The sharp rise in bunker fuel prices triggered by the Middle East conflict is expected to accelerate investment in ship efficiency upgrades, potentially reshaping the pace of maritime decarbonisation.
According to industry analysis, widespread damage to hydrocarbon infrastructure across the region—linked to US and Israeli strikes on Iran—has severely disrupted fuel supply chains. The resulting impact on oil and marine fuel prices is expected to be both significant and long-lasting.
While the US administration has attempted to slow progress toward the IMO’s Net Zero Framework, the unintended consequence may be the opposite. Higher fuel prices are reducing the payback period for energy-saving investments, making sustainability-driven retrofits far more economically attractive.

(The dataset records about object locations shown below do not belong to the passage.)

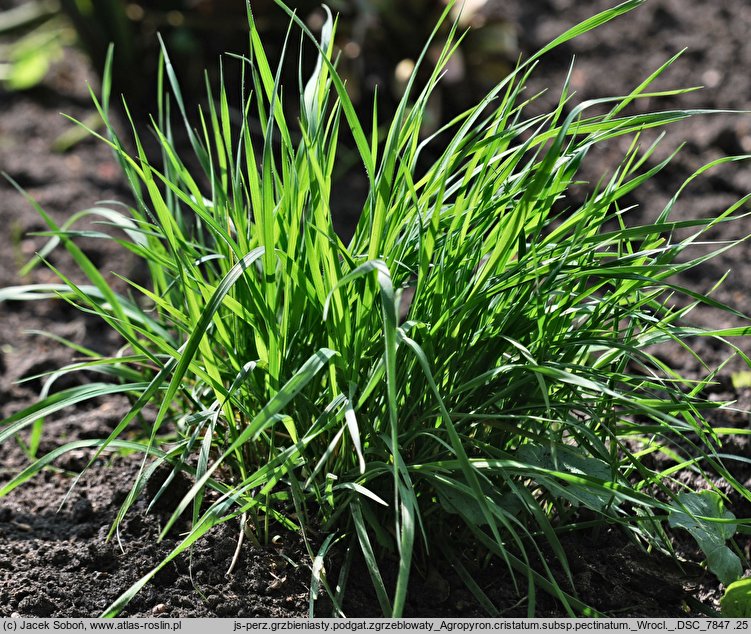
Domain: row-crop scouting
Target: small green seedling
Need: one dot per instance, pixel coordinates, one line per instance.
(736, 602)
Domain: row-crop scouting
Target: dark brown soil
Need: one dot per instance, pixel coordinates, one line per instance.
(59, 563)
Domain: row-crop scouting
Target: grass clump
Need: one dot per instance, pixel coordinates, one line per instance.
(475, 366)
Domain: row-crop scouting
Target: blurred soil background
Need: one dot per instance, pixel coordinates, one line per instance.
(58, 562)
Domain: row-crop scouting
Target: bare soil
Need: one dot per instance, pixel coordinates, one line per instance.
(58, 562)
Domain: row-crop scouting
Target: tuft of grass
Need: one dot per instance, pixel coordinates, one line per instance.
(475, 371)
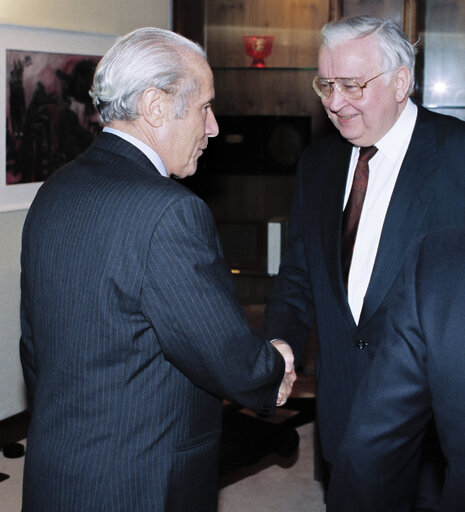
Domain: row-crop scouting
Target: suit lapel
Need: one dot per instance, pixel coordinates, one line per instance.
(406, 212)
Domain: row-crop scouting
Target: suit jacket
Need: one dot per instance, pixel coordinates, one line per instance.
(131, 335)
(429, 194)
(417, 372)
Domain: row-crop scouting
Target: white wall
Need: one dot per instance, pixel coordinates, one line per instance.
(102, 16)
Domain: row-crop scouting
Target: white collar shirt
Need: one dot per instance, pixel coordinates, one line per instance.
(384, 168)
(150, 153)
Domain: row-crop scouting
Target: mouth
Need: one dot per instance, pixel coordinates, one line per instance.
(347, 118)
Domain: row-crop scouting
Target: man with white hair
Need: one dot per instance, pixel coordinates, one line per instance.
(392, 172)
(131, 331)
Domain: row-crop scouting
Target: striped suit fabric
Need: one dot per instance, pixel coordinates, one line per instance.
(131, 336)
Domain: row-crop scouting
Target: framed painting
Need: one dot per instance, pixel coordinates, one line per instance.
(45, 77)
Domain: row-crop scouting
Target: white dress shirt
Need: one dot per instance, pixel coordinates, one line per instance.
(384, 169)
(150, 153)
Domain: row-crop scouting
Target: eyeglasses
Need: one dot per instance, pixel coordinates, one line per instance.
(348, 87)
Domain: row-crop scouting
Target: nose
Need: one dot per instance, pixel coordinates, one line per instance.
(336, 101)
(211, 126)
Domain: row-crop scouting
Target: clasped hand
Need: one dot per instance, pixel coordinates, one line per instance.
(289, 375)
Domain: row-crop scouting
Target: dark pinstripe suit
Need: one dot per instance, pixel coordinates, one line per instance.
(131, 334)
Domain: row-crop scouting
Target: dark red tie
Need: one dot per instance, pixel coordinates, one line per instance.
(353, 209)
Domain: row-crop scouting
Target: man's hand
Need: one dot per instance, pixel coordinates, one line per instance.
(289, 375)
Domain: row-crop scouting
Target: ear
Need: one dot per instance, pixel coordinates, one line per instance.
(401, 80)
(152, 106)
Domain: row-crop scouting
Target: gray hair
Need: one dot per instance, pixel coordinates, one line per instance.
(147, 57)
(396, 49)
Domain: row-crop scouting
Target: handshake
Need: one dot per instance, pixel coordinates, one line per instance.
(289, 375)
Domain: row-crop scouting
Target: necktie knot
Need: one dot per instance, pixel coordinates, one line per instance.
(366, 153)
(353, 210)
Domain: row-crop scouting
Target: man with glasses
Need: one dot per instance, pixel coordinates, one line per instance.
(341, 260)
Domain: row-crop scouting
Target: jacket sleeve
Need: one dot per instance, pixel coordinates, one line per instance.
(378, 463)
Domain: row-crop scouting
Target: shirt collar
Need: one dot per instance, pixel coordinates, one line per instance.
(393, 143)
(150, 153)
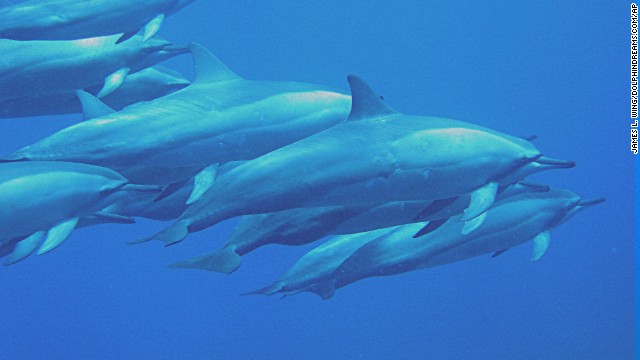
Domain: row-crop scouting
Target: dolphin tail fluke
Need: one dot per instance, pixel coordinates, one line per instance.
(171, 235)
(152, 27)
(57, 235)
(431, 226)
(473, 224)
(92, 107)
(481, 200)
(209, 69)
(113, 82)
(126, 36)
(223, 261)
(274, 288)
(202, 182)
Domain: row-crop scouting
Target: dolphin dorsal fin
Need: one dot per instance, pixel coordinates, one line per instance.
(209, 69)
(365, 103)
(92, 107)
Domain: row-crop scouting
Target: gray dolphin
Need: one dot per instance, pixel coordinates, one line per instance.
(42, 202)
(219, 118)
(51, 67)
(145, 85)
(300, 226)
(509, 223)
(377, 156)
(71, 20)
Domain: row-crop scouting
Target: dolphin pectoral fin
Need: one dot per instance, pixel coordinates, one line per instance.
(101, 217)
(126, 36)
(474, 223)
(325, 289)
(365, 103)
(209, 69)
(274, 288)
(481, 200)
(170, 190)
(171, 235)
(433, 208)
(540, 245)
(431, 226)
(57, 235)
(113, 82)
(92, 107)
(152, 27)
(534, 187)
(223, 261)
(499, 252)
(24, 248)
(202, 183)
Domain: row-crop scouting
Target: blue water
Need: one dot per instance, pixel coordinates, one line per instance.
(558, 70)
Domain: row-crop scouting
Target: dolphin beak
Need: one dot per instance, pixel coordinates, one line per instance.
(174, 50)
(555, 163)
(143, 188)
(590, 202)
(533, 186)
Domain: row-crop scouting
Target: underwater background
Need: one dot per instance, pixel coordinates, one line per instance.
(559, 70)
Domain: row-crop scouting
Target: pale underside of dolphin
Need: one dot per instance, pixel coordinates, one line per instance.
(510, 222)
(219, 118)
(304, 225)
(72, 20)
(42, 202)
(376, 156)
(53, 67)
(145, 85)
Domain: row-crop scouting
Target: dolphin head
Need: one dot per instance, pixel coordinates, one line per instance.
(536, 165)
(156, 50)
(576, 206)
(566, 204)
(179, 4)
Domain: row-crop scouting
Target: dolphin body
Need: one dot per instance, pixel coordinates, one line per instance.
(219, 118)
(53, 67)
(72, 20)
(377, 156)
(45, 200)
(510, 223)
(145, 85)
(301, 226)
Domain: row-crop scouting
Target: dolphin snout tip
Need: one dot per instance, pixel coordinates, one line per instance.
(591, 202)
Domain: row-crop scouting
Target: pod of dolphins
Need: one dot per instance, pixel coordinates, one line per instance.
(299, 162)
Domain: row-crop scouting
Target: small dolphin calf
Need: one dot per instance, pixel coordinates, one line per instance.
(377, 156)
(42, 202)
(509, 223)
(219, 118)
(71, 20)
(145, 85)
(45, 67)
(320, 263)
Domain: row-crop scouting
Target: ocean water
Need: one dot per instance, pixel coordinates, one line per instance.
(559, 70)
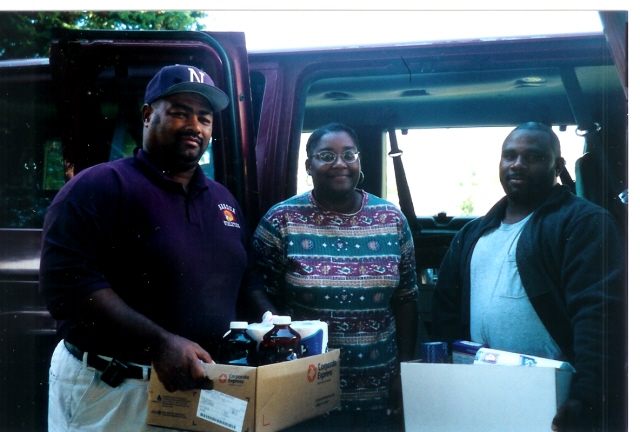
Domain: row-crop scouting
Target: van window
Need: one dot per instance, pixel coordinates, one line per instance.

The scale of disruption is considerable. Qatar, which supplies roughly 20% of global LNG, has seen around 17% of export capacity at its Ras Laffan facility taken offline, with repairs expected to take up to five years. Additional outages across Saudi Arabia, the UAE, Kuwait, Iran, Iraq and Bahrain are further tightening supply.
Although future price levels remain uncertain, analysts broadly agree that hydrocarbon costs are unlikely to return to early-2026 levels. Instead, structurally higher prices are becoming the new baseline.
For shipowners, the implications are immediate. Maintaining the status quo is no longer viable. Operators are now under pressure to engage more closely with charterers, reassess vessel performance and evaluate retrofit options in detail.
Efficiency upgrades are already gaining traction. Wind-assisted propulsion systems such as rotor sails and e-sails are delivering measurable fuel savings, with Odfjell reporting reductions of 15–20% on initial voyages following installation. Other options—including hull optimisation, air lubrication systems, propeller upgrades, advanced coatings and digital voyage optimisation—are also being actively explored.
While retrofits are not universally viable, a wide range of efficiency measures can be applied across most vessel types. With ESG pressures intensifying—particularly from major shippers tracking Scope 3 emissions—the incentive to act is increasing rapidly.
In effect, what began as a geopolitical shock is now accelerating a structural shift in how shipping approaches fuel efficiency and sustainability.